The turtles then start jogging down the sewer line with a sense of urgency.

Leo speaks up, "Wow…I've rarely seen master Splinter so…intense, guys!"

Mikey replies, "Yah, tell me about it, dude! He was even more intense than that time he caught Shredder selling baby clothes outside of that one abortion clinic, dudes!"

Donny thinks for a moment and says, "Guys, we only have a couple hours to find this thing. And I THINK I know where to start!"

Raph asks, "Where then, boy genius?"

Don answers, "The city chemistry lab! C'mon, let's go!"

* * *

_**Yep, to be continued…**_


	3. Chapter 3

_A/N—We'd like to thank those who've been supporting this story in reading and reviewing—you are true gems!
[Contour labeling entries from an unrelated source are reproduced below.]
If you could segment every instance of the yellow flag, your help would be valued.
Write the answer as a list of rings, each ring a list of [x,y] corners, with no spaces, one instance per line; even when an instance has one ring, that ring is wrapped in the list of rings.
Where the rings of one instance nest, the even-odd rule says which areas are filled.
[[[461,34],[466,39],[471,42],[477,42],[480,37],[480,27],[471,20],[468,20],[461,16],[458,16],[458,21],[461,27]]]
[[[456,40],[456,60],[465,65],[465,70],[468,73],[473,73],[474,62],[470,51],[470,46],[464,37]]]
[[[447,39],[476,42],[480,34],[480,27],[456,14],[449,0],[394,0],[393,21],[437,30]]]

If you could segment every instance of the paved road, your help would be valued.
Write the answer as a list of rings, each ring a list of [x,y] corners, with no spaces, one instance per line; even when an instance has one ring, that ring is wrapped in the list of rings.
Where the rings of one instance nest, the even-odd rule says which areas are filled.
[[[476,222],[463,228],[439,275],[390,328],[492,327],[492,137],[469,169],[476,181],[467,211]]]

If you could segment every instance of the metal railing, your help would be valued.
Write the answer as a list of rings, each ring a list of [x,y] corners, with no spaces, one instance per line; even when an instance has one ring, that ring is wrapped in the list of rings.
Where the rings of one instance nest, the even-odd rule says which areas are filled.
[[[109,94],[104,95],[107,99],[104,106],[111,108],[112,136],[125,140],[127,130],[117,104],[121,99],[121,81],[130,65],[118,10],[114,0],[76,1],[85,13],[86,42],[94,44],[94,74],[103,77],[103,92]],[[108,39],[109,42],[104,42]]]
Ok, here we go again…_

* * *

_**The turtles are on their way to the city chemistry lab. They've put on their disguises and are walking down the main street. When suddenly, something grabs Mikey's attention…**_

_**.**_

"Whoa! Check THIS out!"

Donnie asks, "Check WHAT out?"

Mikey points to the bright white and pink neon lights that keep blinking on-and-off in the storefront window. "Guys, why do they have two big, white letter 'O'-s blinking with two, pink smaller ones inside of them?"

Leo turns and rolls his eyes, shaking his head. He says, "C'mon Mikey, we don't have TIME for that!"

Mikey, still looking at the neon lights, asks, "Well how do you pronounce the name of this shop? Is it 'OO's?"

Raph, growing impatient gruffly replies, "No, you idiot—look up there!"

Mikey looks up and reads the sign, "Oh…'Pete's Porn Shop and Fried Chicken Shack'!"

Raph raises an eyebrow and asks, "There…happy now? Now, c'mon!"

Mikey replies, "Uh, guys—what are those two 'OO'-s for, then?"

Raph angrily growls, "They represent BOOBS, you BOOB!"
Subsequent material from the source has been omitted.